The 24-field payload structure (faithful to the real meters):
DATA[0..2] = V_A, V_B, V_C (phase-to-neutral, volts) DATA[3..5] = V_AB, V_BC, V_AC (phase-to-phase, volts) DATA[6..8] = I_A, I_B, I_C (currents, amps) DATA[9..11] = P_A, P_B, P_C (active power, W) DATA[12..14] = Q_A, Q_B, Q_C (reactive power, VAR) DATA[15..17] = S_A, S_B, S_C (apparent power, VA) DATA[18..20] = PF_A, PF_B, PF_C (power factor) DATA[21..23] = VAngle_AB, VAngle_BC, VAngle_AC (degrees)
Per-device thresholds (I_limit for over-current, V2_limit for over-voltage line-to-line) come from the device attributes set in ThingsBoard. The decoder routes each reading by IMEI and pushes both telemetry (the 24 readings) and attributes (averages + alarm flags) to the dashboard.
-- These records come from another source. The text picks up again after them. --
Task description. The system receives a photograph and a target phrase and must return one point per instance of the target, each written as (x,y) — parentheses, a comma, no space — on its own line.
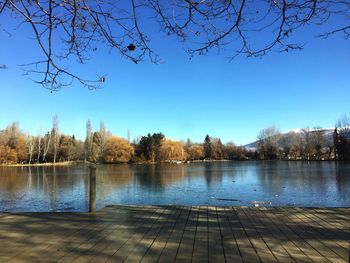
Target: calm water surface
(316,184)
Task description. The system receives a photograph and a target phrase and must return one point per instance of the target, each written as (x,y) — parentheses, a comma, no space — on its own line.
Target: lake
(248,183)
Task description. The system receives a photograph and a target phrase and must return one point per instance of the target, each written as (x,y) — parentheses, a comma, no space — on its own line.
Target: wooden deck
(178,234)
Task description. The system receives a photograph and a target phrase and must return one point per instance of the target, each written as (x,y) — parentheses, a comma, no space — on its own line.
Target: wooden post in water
(92,192)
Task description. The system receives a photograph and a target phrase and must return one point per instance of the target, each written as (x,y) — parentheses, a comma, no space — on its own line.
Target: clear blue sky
(184,98)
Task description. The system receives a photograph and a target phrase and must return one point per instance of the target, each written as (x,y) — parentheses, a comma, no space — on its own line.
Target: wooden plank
(151,249)
(262,249)
(245,246)
(120,244)
(182,234)
(317,233)
(316,250)
(171,248)
(276,217)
The original system, for reference
The 2023 production deployment had:
- 3 distribution transformers (Jabra, Ombada, Shambat) totaling 3.5 MVA monitored
- Energy-meter devices publishing JSON over MQTT (topic
gts_energy) on broker 143.244.147.158:1883 - Node-RED on a VPS, decoding the 24-element DATA array, computing averages and checking alarms
- ThingsBoard CE for the SEDC operator dashboard (43-widget detail page per device)
- MySQL
iot_energy.payloadtable with 30 columns of historical readings - Email + SMS alerts to GTS engineers when overvoltage or overcurrent triggered
This rebuild keeps the exact same color palette and per-phase widget layout — line-to-neutral voltages, line-to-line voltages, phase currents, per-phase power factors, voltage angles, plus aggregate KPIs (active power, apparent power, reactive power, frequency, accumulated energy).
Tech stack
- Node-RED (flow-based)
- MQTT subscribe (topic gts_energy)
- WebSocket egress (replacing the lost ThingsBoard MQTT)
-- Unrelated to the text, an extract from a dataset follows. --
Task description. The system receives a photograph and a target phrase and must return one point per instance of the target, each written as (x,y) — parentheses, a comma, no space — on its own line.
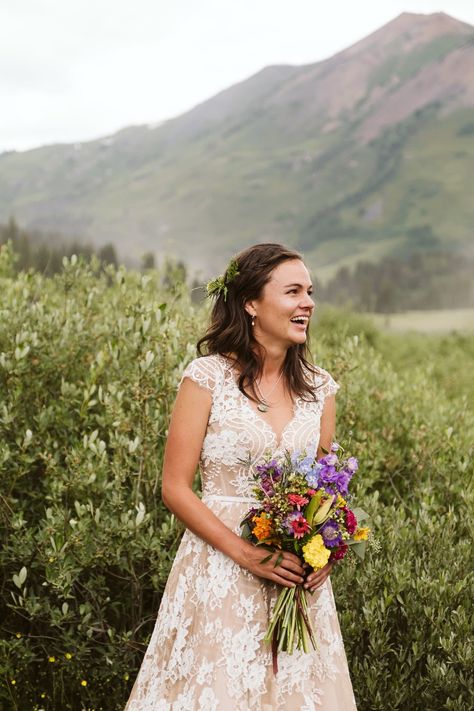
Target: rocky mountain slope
(365,154)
- Next.js 16 (App Router, static export)
- React 19
- Tailwind CSS 4
- Leaflet + react-leaflet
- Recharts (per-phase line charts)
- Lucide React (icons)
- Netlify (static)
- No server runtime required
- 3-phase energy meters
- MQTT publish over GSM/3G
- 24-field JSON telemetry
- IMEI-based device identity
Why a faithful rebuild
Power monitoring is unforgiving — there's no faking 3-phase electrical data. Every value has to relate sensibly to every other: V_AB ≈ V_A × √3, S² ≈ P² + Q², voltage angles ≈ 120° apart, etc. The simulator respects these relationships, the alarm logic uses the same per-device I_limit and V2_limit thresholds the real meters were configured with, and the dashboard shows the same per-phase breakdowns SEDC operators trusted in 2023.
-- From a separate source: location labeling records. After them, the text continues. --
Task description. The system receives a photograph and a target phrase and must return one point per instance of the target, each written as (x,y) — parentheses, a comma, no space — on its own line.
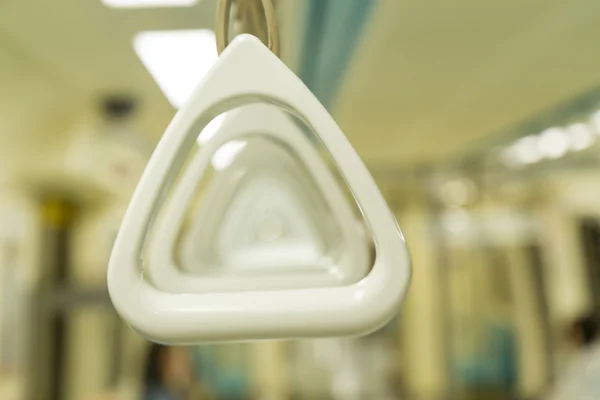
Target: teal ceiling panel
(332,32)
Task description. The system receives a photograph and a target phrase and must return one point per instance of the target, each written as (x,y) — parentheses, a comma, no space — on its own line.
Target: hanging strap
(249,12)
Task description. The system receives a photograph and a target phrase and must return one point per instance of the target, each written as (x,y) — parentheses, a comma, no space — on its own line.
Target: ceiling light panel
(177,60)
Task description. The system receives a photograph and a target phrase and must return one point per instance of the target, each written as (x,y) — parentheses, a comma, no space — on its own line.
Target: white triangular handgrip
(270,122)
(247,70)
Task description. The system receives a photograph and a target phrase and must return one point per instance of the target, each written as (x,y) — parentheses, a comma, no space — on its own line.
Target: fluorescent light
(553,143)
(526,150)
(177,60)
(148,3)
(580,136)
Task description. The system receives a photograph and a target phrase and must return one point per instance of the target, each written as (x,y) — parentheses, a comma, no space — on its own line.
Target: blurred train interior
(480,122)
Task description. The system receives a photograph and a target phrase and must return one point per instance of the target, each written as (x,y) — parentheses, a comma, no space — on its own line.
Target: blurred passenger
(581,379)
(169,374)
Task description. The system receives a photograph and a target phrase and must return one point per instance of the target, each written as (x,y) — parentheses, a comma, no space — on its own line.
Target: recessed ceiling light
(553,143)
(581,136)
(148,3)
(526,150)
(177,60)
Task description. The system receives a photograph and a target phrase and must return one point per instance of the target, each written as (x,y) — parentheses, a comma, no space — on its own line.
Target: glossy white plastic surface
(247,70)
(260,180)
If a real meter came online tomorrow, the Node-RED decoder is identical to the one that ran in production — same 24-element array unpacking, same averaging logic, same threshold checks.
Built at GTS Hi-Tech

GTS Hi-Tech
(formerly Gezira Telecom Solutions)ICT solutions provider operating across Sudan, UAE, and South Sudan. GTS specializes in networking, IoT, cybersecurity, CCTV, cloud infrastructure, and solar power for enterprise clients across East Africa and the Gulf.
I was on the GTS team as System Administrator and IoT / Software Developer, and I designed, built, and maintained the SEDC transformer monitoring system end-to-end — meter integration, MQTT pipeline, Node-RED decoder, ThingsBoard dashboard, and the on-site deployment in Khartoum. I continue to collaborate with GTS on projects on a freelance basis.
About me
I'm Babakr Hussain Babakr Saad. I built the original SEDC system as the System Administrator and IoT / Software Developer at GTS Hi-Tech in Sudan, and I still collaborate with them on projects today. I now also work in Saudi Arabia as an IT & Tendering Coordinator at Naif Obaid Al-Shammari Contracting Establishment, while continuing to develop software on the side.
See also
For the first project in this series — the Canar fuel tanker monitor — see fuel-tanker-monitor.netlify.app. Same stack, different domain (binary protocol over TCP instead of JSON over MQTT, fuel tanks instead of transformers).